Towards Efficient Exact Optimization of Language Model Alignment

Overview

This is the official pytorch implementation of the EXO algorithm for efficient exact optimization of aligning language models (LMs) with human preferences, as described in our ICML 2024 paper Towards Efficient Exact Optimization of Language Model Alignment.

EXO essentially minimizes the reverse KL between the empirical distributions defined by the policy and the reward. As a comparison, DPO corresponds to minimizing the forward KL. The above figure illustrates the distinct behavior of policies obtained by minimizing (a) the reverse KL and (b) the forward KL.

Dependencies

python >= 3.9.0
transformers >= 4.34.1
deepspeed >= 0.11.2

It is recommended to precomplie the required extensions when installing deepspeed (For more details refer to the installation guideline of deepspeed):

DS_BUILD_FUSED_ADAM=1 DS_BUILD_TRANSFORMER=1 DS_BUILD_TRANSFORMER_INFERENCE=1 pip install deepspeed

General Guideline

EXO supports the settings of (i) training directly on the preference data and (ii) training with the supervision provided by a learned reward model.

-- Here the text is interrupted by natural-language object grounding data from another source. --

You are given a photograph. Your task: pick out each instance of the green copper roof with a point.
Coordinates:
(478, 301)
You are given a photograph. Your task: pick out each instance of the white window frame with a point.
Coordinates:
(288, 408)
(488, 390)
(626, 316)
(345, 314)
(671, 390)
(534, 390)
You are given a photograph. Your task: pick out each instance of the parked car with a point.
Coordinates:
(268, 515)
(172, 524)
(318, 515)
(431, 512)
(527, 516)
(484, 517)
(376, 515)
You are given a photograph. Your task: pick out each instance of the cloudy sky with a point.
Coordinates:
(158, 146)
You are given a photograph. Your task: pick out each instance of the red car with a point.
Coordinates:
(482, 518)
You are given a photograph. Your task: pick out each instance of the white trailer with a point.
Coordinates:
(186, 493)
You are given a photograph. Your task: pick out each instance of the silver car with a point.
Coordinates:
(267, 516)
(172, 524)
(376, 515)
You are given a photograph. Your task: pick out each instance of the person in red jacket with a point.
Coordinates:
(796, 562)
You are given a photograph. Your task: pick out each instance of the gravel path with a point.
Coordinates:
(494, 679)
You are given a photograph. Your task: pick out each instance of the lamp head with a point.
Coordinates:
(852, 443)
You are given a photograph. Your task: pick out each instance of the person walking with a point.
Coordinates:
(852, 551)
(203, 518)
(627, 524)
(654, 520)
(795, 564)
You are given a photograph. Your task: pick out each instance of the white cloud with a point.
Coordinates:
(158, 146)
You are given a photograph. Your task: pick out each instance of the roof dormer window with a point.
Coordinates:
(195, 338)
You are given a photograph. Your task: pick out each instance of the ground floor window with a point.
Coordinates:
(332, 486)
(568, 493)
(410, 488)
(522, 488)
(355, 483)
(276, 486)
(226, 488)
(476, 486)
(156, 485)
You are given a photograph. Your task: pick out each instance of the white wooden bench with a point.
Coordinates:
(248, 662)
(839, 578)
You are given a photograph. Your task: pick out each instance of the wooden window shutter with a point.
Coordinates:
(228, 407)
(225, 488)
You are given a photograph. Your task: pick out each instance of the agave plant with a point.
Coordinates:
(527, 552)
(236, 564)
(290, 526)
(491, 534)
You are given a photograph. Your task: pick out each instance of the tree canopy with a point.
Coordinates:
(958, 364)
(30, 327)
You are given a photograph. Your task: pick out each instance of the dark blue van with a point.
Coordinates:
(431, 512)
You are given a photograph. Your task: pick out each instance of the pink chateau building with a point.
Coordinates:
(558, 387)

The pipeline is comprised of the following stages:

Supervised fine-tuning (SFT) stage:
- Train the SFT policy: train_sft.sh.
- (Optional) Sample from the SFT policy: inference_sft.sh.
Reward Model (RM) stage:
- (Optional) Train the RM: train_rm.sh.
- Score the prompt-generation pairs with reward: inference_rm.sh.
Alignment stage:
- Train the policy to align with human preferences using EXO: train_exo.sh.
- Sample from the learned policy: inference_sft.sh.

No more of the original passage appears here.